Today’s guest post is by Sarah Hishan, a world traveler armed with few inhibitions and a desire for exploration on a full stomach. As a law graduate that has traveled to 35 countries, and lived in 5, she hopes to string you along on her next adventure as she keeps the count going. Read more on her blog, Musings of a Traveling Neko.
A short drive from Cape Town, the coast of South Africa is dotted with quaint towns and spectacular inlets, each equally hospitable and uniquely charming. At first sight, the sleepy fishing village of Gansbaai two hours away doesn’t quite seem to make the list and yet, its reputation supersedes all the others. And rightly so, for what it offers is truly magnificent.
The village acts as the gateway to facing one of the most efficient predators in the world from the security of a metal cage. Just a short boat ride from Gansbaai lies Dyer Island, home to more than 30,000 seals. And circling around it is the largest concentration of great white sharks in the world.
Despite being in their environment and out of your comfort zone, cage diving allows for a shark encounter with safety as a top priority, not an afterthought. Shark diving began in 1991 as an alternative business to turn hunters into conservationists after a nationwide campaign to protect great whites in the wild. The industry made the thrill of a lifetime feasible for anyone who could, well, put on flippers.
The potential for disaster and the fearsome reputation earned from movies like “Jaws” have led to remarkably high safety standards. After two trips out of Gansbaai and a whole lot of research, I can’t find potential hazards or realistic dangers. The cage itself is indestructible and free floating, regardless of the ropes attaching it to the boat. This allows it to bounce and absorb any impact force in the extremely unlikely event that a shark does charge. To add to that, the stars of the show seem more curious rather than intent on making a meal out of you.
Sharks have a sixth sense, allowing them to detect magnetic fields in the water. With the cages being metal objects, they do sometimes gnaw the metal inquisitively but never attack it. Galvanized steel isn’t really their thing. Besides, your limbs will be safely inside and far out of reach of any serrated tooth as long as you stick to the safety guidelines. What’s a better way of facing your fear than to do so with a cage separating you from it? And this is what makes cage diving so perfect; It doesn’t require risk taking, a diving license or a death wish. The cage offers the ordinary traveler an extraordinary experience.

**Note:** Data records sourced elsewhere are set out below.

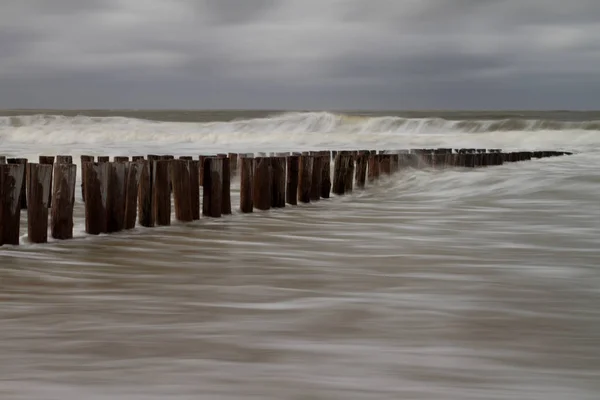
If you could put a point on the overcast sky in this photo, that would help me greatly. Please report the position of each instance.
(300, 54)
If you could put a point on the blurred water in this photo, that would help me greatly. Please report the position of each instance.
(456, 284)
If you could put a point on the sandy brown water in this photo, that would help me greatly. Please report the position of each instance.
(457, 284)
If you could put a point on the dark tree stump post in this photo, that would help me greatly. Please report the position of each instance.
(325, 174)
(373, 170)
(233, 164)
(212, 188)
(48, 160)
(293, 168)
(194, 170)
(226, 185)
(63, 194)
(161, 193)
(23, 194)
(305, 177)
(96, 180)
(180, 177)
(339, 174)
(11, 179)
(246, 162)
(116, 200)
(361, 170)
(145, 214)
(84, 159)
(134, 173)
(316, 177)
(263, 183)
(38, 188)
(278, 180)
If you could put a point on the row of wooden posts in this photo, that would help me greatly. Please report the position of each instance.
(120, 193)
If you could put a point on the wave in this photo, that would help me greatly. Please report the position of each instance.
(295, 130)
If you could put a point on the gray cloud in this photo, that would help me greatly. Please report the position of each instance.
(307, 54)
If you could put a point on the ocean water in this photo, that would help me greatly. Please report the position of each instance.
(455, 284)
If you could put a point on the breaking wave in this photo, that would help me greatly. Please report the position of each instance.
(296, 130)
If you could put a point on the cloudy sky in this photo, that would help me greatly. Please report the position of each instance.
(300, 54)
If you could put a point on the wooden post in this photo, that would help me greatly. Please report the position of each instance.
(11, 179)
(233, 164)
(361, 170)
(194, 169)
(373, 164)
(305, 177)
(349, 178)
(48, 160)
(263, 183)
(325, 174)
(226, 185)
(212, 187)
(23, 194)
(38, 188)
(246, 181)
(63, 194)
(84, 159)
(161, 193)
(278, 180)
(339, 174)
(180, 177)
(64, 160)
(145, 215)
(116, 200)
(317, 176)
(96, 180)
(291, 189)
(134, 173)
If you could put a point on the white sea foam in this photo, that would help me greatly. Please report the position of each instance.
(56, 134)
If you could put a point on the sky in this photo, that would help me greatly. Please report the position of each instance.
(300, 54)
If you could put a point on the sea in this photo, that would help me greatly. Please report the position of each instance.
(456, 284)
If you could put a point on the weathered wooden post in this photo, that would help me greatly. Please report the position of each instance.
(361, 169)
(233, 164)
(23, 194)
(226, 185)
(263, 183)
(305, 177)
(194, 170)
(161, 193)
(38, 189)
(180, 177)
(246, 181)
(116, 200)
(326, 174)
(293, 169)
(134, 173)
(145, 213)
(278, 178)
(373, 167)
(212, 188)
(317, 176)
(339, 174)
(63, 195)
(84, 159)
(97, 176)
(349, 177)
(48, 160)
(11, 179)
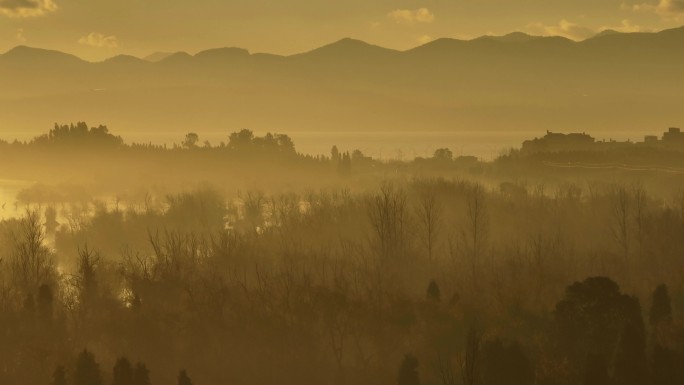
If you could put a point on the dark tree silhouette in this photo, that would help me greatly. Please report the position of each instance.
(141, 376)
(183, 378)
(505, 364)
(665, 369)
(443, 154)
(596, 371)
(59, 376)
(122, 374)
(87, 370)
(433, 292)
(44, 301)
(661, 309)
(191, 140)
(408, 371)
(629, 362)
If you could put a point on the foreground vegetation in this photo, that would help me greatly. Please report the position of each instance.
(419, 280)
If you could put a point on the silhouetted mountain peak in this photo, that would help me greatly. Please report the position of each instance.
(30, 55)
(157, 56)
(177, 58)
(124, 59)
(348, 47)
(607, 32)
(222, 53)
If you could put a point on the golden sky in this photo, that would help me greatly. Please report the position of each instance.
(97, 29)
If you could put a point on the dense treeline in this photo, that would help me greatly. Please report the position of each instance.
(418, 281)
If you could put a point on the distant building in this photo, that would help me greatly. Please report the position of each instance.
(558, 142)
(673, 135)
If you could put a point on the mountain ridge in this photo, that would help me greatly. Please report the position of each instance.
(345, 44)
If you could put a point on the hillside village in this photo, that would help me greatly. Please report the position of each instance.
(672, 139)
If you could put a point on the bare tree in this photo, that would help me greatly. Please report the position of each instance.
(470, 360)
(640, 202)
(620, 210)
(477, 222)
(32, 262)
(389, 219)
(429, 213)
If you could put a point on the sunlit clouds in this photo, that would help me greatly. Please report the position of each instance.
(20, 36)
(412, 17)
(98, 40)
(578, 32)
(26, 8)
(672, 10)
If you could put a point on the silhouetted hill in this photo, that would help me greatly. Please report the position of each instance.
(157, 56)
(613, 81)
(36, 57)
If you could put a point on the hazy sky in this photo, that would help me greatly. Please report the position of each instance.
(96, 29)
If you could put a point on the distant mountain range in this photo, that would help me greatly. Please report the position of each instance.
(630, 82)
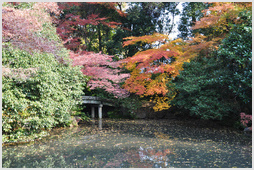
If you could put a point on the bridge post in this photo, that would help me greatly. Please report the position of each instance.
(100, 111)
(92, 112)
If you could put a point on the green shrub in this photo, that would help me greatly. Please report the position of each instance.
(38, 92)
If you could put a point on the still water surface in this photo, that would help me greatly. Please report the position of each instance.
(134, 143)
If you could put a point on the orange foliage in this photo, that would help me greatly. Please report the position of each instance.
(154, 68)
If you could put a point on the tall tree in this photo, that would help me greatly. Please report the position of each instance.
(219, 86)
(104, 73)
(191, 12)
(86, 26)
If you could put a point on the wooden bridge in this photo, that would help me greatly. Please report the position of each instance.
(96, 101)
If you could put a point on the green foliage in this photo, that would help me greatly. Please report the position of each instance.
(200, 90)
(220, 87)
(192, 12)
(42, 99)
(236, 53)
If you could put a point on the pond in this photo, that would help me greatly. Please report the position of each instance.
(134, 143)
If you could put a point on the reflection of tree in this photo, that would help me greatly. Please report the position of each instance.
(141, 158)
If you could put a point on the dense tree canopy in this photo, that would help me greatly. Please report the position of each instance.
(54, 52)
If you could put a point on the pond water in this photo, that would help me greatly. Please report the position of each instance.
(134, 143)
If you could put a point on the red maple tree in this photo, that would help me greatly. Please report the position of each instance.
(103, 72)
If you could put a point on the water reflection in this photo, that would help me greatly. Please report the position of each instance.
(132, 143)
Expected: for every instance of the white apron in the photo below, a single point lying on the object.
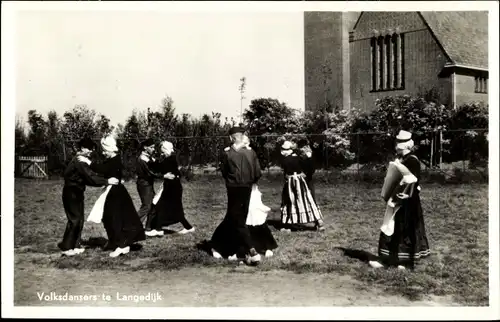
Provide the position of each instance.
(387, 227)
(257, 211)
(98, 209)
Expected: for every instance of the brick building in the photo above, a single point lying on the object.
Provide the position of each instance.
(352, 58)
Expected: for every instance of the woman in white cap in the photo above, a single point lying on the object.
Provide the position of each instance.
(115, 207)
(403, 239)
(297, 203)
(169, 209)
(260, 233)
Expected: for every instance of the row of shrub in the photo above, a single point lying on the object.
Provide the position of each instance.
(339, 138)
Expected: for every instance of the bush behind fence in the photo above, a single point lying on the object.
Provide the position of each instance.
(453, 155)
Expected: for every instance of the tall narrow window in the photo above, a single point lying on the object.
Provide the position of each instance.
(387, 62)
(374, 63)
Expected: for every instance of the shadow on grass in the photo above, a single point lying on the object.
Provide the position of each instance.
(362, 255)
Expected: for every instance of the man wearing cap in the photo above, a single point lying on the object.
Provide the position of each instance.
(145, 183)
(77, 176)
(241, 169)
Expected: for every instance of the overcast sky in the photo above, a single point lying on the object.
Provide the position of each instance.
(115, 61)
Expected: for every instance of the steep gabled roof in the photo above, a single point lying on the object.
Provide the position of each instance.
(462, 34)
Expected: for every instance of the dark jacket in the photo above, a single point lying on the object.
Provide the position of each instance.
(240, 168)
(79, 174)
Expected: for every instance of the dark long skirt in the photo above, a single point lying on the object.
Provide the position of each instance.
(169, 210)
(262, 238)
(409, 240)
(120, 219)
(232, 235)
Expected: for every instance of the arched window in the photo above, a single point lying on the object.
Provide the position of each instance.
(387, 62)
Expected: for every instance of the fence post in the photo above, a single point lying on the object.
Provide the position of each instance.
(441, 149)
(64, 149)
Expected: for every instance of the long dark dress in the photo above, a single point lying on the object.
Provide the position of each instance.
(297, 204)
(309, 169)
(409, 240)
(120, 219)
(169, 209)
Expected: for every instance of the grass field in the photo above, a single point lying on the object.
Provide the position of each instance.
(308, 269)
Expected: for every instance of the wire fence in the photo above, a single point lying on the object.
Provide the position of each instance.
(449, 151)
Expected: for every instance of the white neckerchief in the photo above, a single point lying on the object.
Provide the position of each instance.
(144, 157)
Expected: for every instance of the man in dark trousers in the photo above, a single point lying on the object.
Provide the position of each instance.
(241, 169)
(145, 185)
(77, 176)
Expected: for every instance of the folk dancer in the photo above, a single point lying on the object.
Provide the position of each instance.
(260, 233)
(241, 170)
(168, 207)
(146, 175)
(298, 206)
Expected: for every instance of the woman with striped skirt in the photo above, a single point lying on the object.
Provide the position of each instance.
(298, 206)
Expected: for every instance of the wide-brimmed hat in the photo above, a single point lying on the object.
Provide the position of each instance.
(167, 146)
(404, 140)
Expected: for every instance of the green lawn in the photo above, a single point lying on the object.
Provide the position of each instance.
(456, 219)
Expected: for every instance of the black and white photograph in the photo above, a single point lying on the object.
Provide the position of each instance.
(250, 160)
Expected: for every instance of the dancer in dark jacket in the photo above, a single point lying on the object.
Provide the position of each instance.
(241, 169)
(115, 206)
(76, 176)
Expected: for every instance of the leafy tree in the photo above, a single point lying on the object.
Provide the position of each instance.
(268, 118)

Where should I dive and with whom?
There are currently 12 licensed dive operators, 1 in Mossel Bay, 3 in False Bay and the rest in Gansbaai. There’s a reason for 8 companies being located in Gansbaai, and it’s simply numbers. The success rate of seeing multiple sharks in one dive is highest in ‘Shark Alley.’ You just can’t compete with a location offering 30,000 meaty snacks.
Recommended shark dive operators:
1. White Shark Diving Company (4 man cage, 12 max per trip, R1300 p/p)
They guarantee a small number of people per trip, meaning more time and space both on the boat and in the cage.
2. Shark Lady Adventures (2 man cage, 12 max per trip, R2000 p/p)
One of the first operators in the business, it’s also one of the few, if not only, companies to offer both metal and crystal (Perspex) cage dives in one excursion.
3. Marine Dynamics (5 man cage, 20 max per trip, R1350 p/p)
The company has a stellar reputation and incorporates additional safety measures for those feeling queasy. In addition, they have a long line of ‘travel and adventure celebrity’ clients that have chosen to dive with them including the BBC, National Geographic and Steve Irwin.
When is the best time to dive?
The best time to dive is between May and September. However, you’re dealing with nature, so it increases your chance of seeing great whites, but doesn’t guarantee sightings. My first trip was in June, and we didn’t see a single shark. On my second trip in January, we saw two in one dive. Visibility is also highest during that period, so you’ll be able to see the sharks approach and circle rather than just when they’re right in front of you. Drawbacks – its winter folks, and you’re diving in the Atlantic.
What should I bring and what’s provided?
Snorkeling equipment and 3-7 mm dives suits will be waiting for you on board the boat. Breakfast, lunch and snacks are also provided. Regardless of whether you decide to go during the winter or summer months, count on it being cold once you’re on the water, so a windbreaker or fleece will go a long way. If you’re prone to motion sickness, make sure to take relevant medication. You’ll be out there for quite a while and the waves can get rough.